British police find themselves under scrutiny
The police and their role in British life are entering a period of intense scrutiny as the full implications of rioting in English cities earlier this year sink into the public mind.
With the long-awaited Scarman Report into the violence, due for publication later this month, the police themselves are already preparing to respond to demands that they should become more accountable to the communities they serve.
Lord Scarman, one of the country's most respected senior judges, is expected to recommend extensive changes in police training, special studies of relations between the police and ethnic minorities, and an independent element in arrangements for investigating complaints of the police.
The Police Federation, which is a kind of trade union for Britain's men and women in blue, has switched its policy on complaints against its men and women.

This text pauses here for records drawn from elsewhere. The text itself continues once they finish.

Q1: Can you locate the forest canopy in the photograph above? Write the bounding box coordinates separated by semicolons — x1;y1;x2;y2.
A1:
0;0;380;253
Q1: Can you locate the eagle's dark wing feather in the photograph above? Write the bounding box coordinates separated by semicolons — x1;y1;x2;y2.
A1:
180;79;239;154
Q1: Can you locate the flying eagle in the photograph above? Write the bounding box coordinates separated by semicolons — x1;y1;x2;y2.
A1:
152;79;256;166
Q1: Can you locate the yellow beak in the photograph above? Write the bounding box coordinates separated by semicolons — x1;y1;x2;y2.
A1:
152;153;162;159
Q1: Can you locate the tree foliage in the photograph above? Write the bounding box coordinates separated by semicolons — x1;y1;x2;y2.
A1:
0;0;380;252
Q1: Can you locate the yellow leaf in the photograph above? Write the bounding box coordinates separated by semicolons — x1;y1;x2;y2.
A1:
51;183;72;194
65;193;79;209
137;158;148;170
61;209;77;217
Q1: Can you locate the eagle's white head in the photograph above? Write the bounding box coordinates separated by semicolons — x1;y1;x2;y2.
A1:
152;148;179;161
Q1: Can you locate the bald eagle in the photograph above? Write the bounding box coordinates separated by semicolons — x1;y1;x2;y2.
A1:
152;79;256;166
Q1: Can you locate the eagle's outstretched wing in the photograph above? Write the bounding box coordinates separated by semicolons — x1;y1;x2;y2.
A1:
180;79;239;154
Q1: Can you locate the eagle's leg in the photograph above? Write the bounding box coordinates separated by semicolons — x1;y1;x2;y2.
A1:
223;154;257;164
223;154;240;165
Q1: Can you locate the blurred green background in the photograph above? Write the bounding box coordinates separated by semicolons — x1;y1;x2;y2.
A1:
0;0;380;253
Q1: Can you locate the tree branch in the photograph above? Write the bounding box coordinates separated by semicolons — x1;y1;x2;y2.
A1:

For many years the federation insisted that the police should make their own investigations of allegations of improper behavior. But the Scarman findings are expected to carry such moral force that the federation has made a complete turn. It now says it would welcome independent inquiries into police conduct.

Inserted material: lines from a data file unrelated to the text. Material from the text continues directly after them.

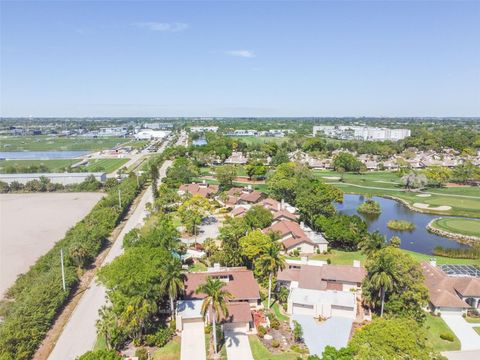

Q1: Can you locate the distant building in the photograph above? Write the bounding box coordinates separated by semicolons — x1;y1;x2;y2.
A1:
190;126;218;133
0;172;107;185
313;125;411;141
135;129;170;140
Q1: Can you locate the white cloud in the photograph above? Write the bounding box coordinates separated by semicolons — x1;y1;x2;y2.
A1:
226;50;256;58
133;22;190;32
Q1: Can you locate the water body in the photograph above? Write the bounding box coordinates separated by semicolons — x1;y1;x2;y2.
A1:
0;151;89;160
337;194;468;254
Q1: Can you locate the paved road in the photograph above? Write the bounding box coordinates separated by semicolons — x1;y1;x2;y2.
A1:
441;314;480;350
48;161;172;360
180;321;207;360
225;330;253;360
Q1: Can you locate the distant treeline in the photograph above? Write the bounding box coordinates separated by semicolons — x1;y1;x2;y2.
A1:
0;157;162;360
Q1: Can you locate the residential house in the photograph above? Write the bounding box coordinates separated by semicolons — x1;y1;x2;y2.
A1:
263;220;328;254
225;151;248;165
421;260;480;314
178;182;218;198
176;264;261;331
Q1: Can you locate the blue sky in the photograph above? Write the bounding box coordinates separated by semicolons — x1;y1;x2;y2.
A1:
0;1;480;116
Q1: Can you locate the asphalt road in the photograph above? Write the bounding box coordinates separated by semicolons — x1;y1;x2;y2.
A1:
48;158;172;360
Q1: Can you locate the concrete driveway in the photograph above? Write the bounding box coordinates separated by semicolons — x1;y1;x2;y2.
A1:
292;315;353;357
441;314;480;350
180;321;207;360
225;330;253;360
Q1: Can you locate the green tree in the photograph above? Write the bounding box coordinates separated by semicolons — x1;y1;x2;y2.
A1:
362;246;428;322
196;276;233;354
255;242;285;309
178;195;210;236
215;165;237;189
244;205;273;229
349;318;440;360
160;258;186;318
425;166;452;187
358;230;387;257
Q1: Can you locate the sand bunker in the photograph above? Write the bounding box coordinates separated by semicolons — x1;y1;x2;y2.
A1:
413;203;452;211
322;176;340;180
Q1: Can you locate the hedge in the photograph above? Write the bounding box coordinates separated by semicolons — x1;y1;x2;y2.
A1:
0;176;146;360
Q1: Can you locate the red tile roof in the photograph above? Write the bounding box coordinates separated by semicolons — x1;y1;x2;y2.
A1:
421;262;474;309
180;184;218;197
185;268;260;301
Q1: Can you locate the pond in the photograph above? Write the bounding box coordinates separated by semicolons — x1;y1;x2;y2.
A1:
337;194;468;254
0;151;89;160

At the same time, also in anticipation of what Scarman will say, officers at the Hendon Police Training College near London have begun to introduce changes in the teaching curriculum for young police officers. The emphasis will move to community relations and the special needs of ethnic groups.
After rioting in the London district of Brixton, where pitched battles between black youths and police continued for several days, Lord Scarman was asked by the government to undertake a major inquiry.

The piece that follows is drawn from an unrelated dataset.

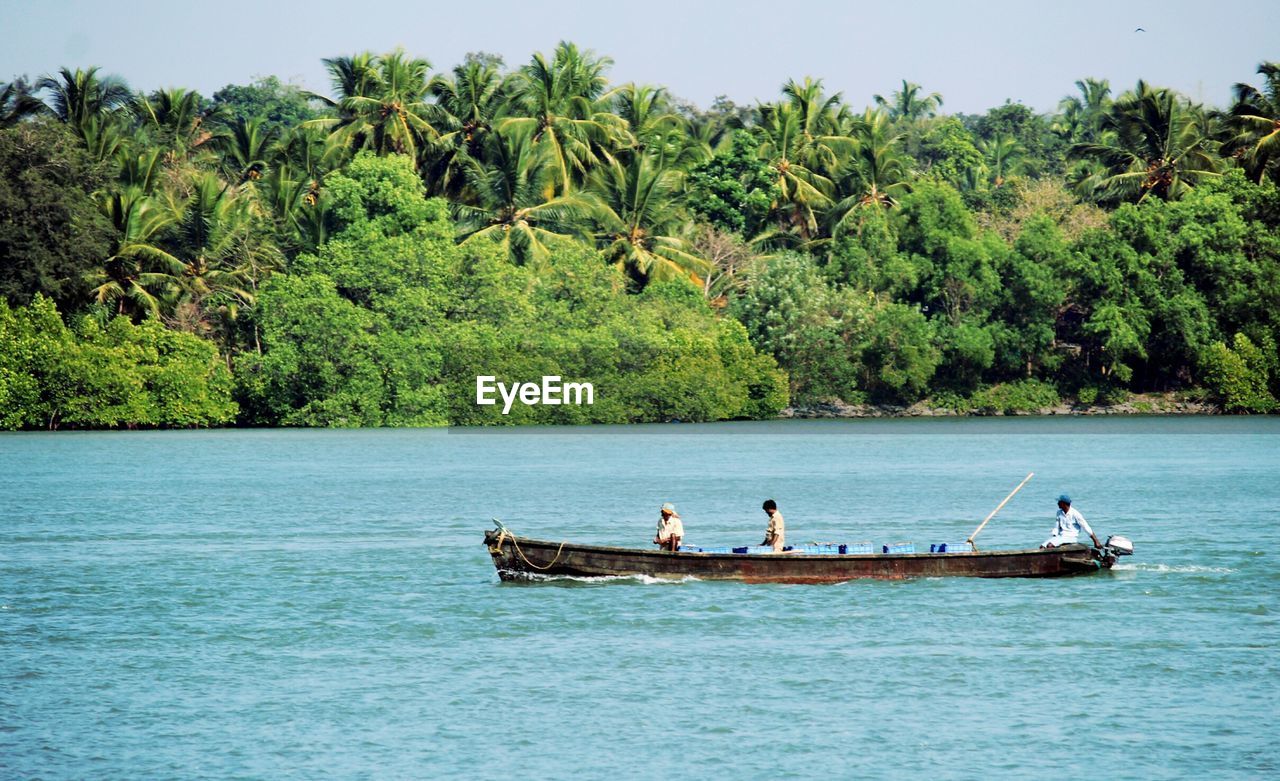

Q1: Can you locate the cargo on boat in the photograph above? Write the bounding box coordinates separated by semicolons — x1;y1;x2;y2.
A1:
484;527;1133;583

When the rioting spread to other centers, including Liverpool, Scarman extended his survey. His report, already in the hands of the government, is said to be comprehensive, outspoken, and radical.
One British government official predicted that it would prompt a lengthy period of public debate. The Labour Party opposition have decided to demand debating time in Parliament to consider Scarman's leading recommendations.
At the heart of the report, according to insiders, is a conviction that police and public, particularly in inner city areas, are too often against each other.
Scarman himself, who went out into the streets of Brixton and Liverpool to see conditions for himself, appears to have concluded that unemployment among ethnic minorities was a prime factor explaining the violence. But so was a ''them and us'' relationship between police and black communities.
As the government prepared to release the Scarman Report, a wide-ranging public opinion poll showed that public confidence in the police in Britain is beginning to erode, especially among young people.
A quarter of those questioned said their confidence in the police had decreased. Among young people the figure was almost twice as high.
When asked about the qualities associated with police officers, less than one-third said honesty and less than half thought officers were fair.